Oh give thanks to the Lord, for He is good, for His mercy endures forever” (1 Chronicles 16:34; Psalm 106:1, 107:1, 118:1, 118:29, 136:1 NKJV).

Every good thing comes from God. He is the ultimate example of unselfishness. Evidence of His love and care are all around us. His supreme demonstration of that love was expressed in the gift of His Son as our Savior.

We often forget He has feelings, too. When we accept His blessings as if we deserve them and neglect to give Him thanks, He notices.

And grieve not the Holy Spirit of God, by whom you were sealed for the day of redemption (Ephesians 4:30 NKJV).
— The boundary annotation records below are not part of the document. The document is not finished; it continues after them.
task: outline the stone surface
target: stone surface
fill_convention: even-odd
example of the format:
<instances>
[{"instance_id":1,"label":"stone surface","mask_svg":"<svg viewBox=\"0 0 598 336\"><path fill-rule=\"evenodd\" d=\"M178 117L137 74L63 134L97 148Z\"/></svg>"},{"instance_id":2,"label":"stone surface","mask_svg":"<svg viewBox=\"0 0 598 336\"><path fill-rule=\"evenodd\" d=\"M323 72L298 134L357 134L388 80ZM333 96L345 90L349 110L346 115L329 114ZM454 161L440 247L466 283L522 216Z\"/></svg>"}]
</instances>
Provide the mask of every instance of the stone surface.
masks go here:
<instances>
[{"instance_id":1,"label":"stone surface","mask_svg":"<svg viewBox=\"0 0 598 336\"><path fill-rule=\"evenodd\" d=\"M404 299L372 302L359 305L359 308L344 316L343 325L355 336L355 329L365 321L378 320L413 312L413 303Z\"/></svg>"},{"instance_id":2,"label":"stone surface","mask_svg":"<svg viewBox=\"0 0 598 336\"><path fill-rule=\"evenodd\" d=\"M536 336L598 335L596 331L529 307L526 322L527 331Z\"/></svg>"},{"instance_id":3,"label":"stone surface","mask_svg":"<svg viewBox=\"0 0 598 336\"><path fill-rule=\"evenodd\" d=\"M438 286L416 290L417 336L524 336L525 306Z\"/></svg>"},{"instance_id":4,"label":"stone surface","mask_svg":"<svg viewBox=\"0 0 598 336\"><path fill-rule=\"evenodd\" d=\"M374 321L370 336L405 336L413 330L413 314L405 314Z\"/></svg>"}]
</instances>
Paul wrote these words to Christians – believers who are part of the family of God. With unbelievers, God can be justifiably angry. With His children, He can be grieved. In a sermon on this passage, the great preacher Charles Spurgeon made this observation:

Here is something very touching in this admonition, “Grieve not the Holy Spirit of God.” It does not say, “Do not make him angry.” A more delicate and tender term is used – “Grieve him not.” There are some men of so hard a character, that to make another angry does not give them much pain; and indeed, there are many of us who are scarcely to be moved by the information that another is angry with us; but where is the heart so hard, that it is not moved when we know that we have caused others grief? – for grief is a sweet combination of anger and love. It is anger, but all the gall is taken from it. Love sweetens the anger, and turns the edge of it, not against the person, but against the offense. When I commit any offense, some friend who hath but little patience, suddenly snaps asunder his forbearance and is angry with me. The same offense is observed by a loving father, and he is grieved. There is anger in his bosom, but he is angry and he sins not, for he is angry against my sin; and yet there is love to neutralize and modify the anger towards me. Instead of wishing me ill as the punishment of my sin, he looks upon my sin itself as being the ill. He grieves to think that I am already injured, from the fact that I have sinned. I say this is a heavenly compound, more precious than all the ointment of the merchants. There may be the bitterness of myrrh, but there is all the sweetness of frankincense in this sweet term “to grieve.”

God is our heavenly Father. We can grieve Him with our sin and our thoughtlessness in our attitude towards Him and His blessings.

The apostle Paul was in prison when he wrote, “speaking to one another in psalms and hymns and spiritual songs, singing and making melody in your heart to the Lord, giving thanks always for all things to God the Father in the name of our Lord Jesus Christ” (Ephesians 5:19-20). For the Lord’s sake, he was beaten, imprisoned, stoned, shipwrecked, hungry and thirsty, and in perils in many circumstances. In everything give thanks; for this is the will of Christ Jesus for you were not empty words to him. They were his life. He knew that regardless of your circumstance, you control your response to it. In the midst of trials, thanksgiving directs your thoughts upward, not inward.

“Thanksgiving—the giving of thanks—to God for all His blessings should be one of the most distinctive marks of the believer in Jesus Christ. We must not allow a spirit of ingratitude to harden our heart and chill our relationship with God and with others. Nothing turns us into bitter, selfish, dissatisfied people more quickly than an ungrateful heart. And nothing will do more to restore contentment and the joy of our salvation than a true spirit of thankfulness.” – Billy Graham

Give thanks to God. He is delighted with our thanks and knows its healing power in our lives.

Oh give thanks to the Lord! Call upon His name; make known His deeds among the peoples (1 Chronicles 16:8, Psalm 105:1). But thanks be to God, who gives us the victory through our Lord Jesus Christ (1 Corinthians 15:57). Scripture references are from the NKJV.